Si algo debe hacer el Estado, es proveer herramientas para decodificar el arte, no mutilarlo. En Alemania, tras el notable crecimiento de la música de extrema derecha en la década de 2000, el Deutsches Jugendinstitut publicó en 2009 el informe Rechtsextreme Musik. Ihre Funktionen für jugendliche Hörer/innen und Antworten der pädagogischen Praxis (Música de extrema derecha. Sus funciones para los jóvenes oyentes y las respuestas de la práctica educativa), que documenta 20 proyectos de educación preventiva en colaboración con escuelas y centros juveniles para enseñar a distinguir entre simbolismo artístico y apología ideológica. Como resultado, la generación de jóvenes oyentes de metal extremo desarrolló un sentido crítico que les permite diferenciar con claridad la expresión artística de cualquier mensaje político o ideológico.
En contraste, la censura de «God Save the Queen» de Sex Pistols (1977) solo mitificó la canción. La prohibición, como señaló Foucault, «no suprime; multiplica». La responsabilidad no es del artista, sino de un sistema educativo que prefiere prohibir a explicar.
Epílogo: Björk y el derecho a no ser la Madre Teresa
Volvamos a Björk. En «Army of Me»(1995), la islandesa rugía: «If you complain once more, you’ll meet an army of me». La canción, lejos de ser un llamado al autoritarismo, era un himno de autoafirmación. ¿Podría malinterpretarse? Sí. ¿Es su deber edulcorarla? No.

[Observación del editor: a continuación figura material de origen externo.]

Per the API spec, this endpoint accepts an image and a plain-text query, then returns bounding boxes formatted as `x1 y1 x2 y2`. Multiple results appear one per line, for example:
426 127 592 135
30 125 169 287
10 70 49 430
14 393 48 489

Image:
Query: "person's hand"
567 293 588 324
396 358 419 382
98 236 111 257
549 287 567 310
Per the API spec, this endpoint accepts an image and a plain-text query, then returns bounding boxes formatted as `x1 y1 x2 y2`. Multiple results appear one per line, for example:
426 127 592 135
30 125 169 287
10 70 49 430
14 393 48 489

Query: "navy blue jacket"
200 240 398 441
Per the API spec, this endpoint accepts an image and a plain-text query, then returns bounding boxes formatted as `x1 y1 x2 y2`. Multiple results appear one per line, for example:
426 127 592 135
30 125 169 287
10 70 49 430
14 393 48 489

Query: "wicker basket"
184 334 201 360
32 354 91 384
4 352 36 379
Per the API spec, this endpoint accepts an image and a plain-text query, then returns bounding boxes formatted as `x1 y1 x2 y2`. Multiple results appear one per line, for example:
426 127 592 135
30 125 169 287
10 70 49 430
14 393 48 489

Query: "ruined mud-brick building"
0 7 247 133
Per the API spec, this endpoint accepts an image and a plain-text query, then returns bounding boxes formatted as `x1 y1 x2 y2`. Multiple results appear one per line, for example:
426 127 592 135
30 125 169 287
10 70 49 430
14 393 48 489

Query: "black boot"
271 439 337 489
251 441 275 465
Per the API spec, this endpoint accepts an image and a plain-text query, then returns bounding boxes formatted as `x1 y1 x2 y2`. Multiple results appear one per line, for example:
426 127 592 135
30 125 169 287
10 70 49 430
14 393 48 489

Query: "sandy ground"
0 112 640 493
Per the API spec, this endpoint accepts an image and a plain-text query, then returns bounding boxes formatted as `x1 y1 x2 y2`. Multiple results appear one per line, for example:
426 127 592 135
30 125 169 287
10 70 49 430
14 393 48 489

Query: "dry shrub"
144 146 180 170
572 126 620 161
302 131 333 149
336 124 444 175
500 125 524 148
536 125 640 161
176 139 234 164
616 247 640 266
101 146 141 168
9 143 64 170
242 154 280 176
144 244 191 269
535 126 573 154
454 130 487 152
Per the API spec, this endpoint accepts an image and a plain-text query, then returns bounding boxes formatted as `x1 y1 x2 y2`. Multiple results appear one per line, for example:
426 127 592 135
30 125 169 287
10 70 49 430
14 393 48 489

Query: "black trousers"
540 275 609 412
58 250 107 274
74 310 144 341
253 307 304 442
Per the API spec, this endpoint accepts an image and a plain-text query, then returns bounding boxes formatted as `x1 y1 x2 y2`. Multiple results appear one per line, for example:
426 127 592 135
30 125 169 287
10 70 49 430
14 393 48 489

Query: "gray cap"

Como ella misma declaró en 2023, en la era de su espectáculo «Cornucopia»: ‘Se trata de averiguar cómo podemos mantener la humanidad y el alma en los mundos futuros que estamos construyendo, donde la naturaleza y la tecnología pueden colaborar». Björk no fabulaba utopías, sino que perfilaba un futuro viable, donde el alma no es ajena al código. Y es que, el arte no es un servicio de terapia colectiva; es un espejo deformante que refleja —no dicta— los dilemas humanos. Exigirle mensajes positivos es como pedirle a un huracán que arrase selectivamente.
Coda final: el arte como territorio de riesgo
La música, liberada de su función utilitaria, es un territorio semántico explosivo: desde los cantos de trabajo afroamericanos, donde la resistencia se cifraba en pulsaciones aparentemente inocuas, hasta el hyperpop de 100 gecs, que retuerce el autotune en un manifiesto de crítica social. Cuando Rammstein construye paisajes industriales acusados de autoritarismo, cuando Diamanda Galás invoca demonios terrenales, o cuando Arca deconstruye el dembow y de paso la sexualidad, no buscan adeptos, sino activar nuestra amígdala cultural con la incomodidad. Esa es su eficacia y no su propaganda.
Susan Sontag afirmaba que el verdadero arte no adorna, sino que desestabiliza. Así que la próxima vez que alguien reclame «responsabilidad» a un artista, recordemos que el único deber del creador es ser fiel a su voz, esa es su única brújula válida. Exigirle otra cosa es desconocer la esencia misma del arte. El resto, como diría Björk, es problema nuestro.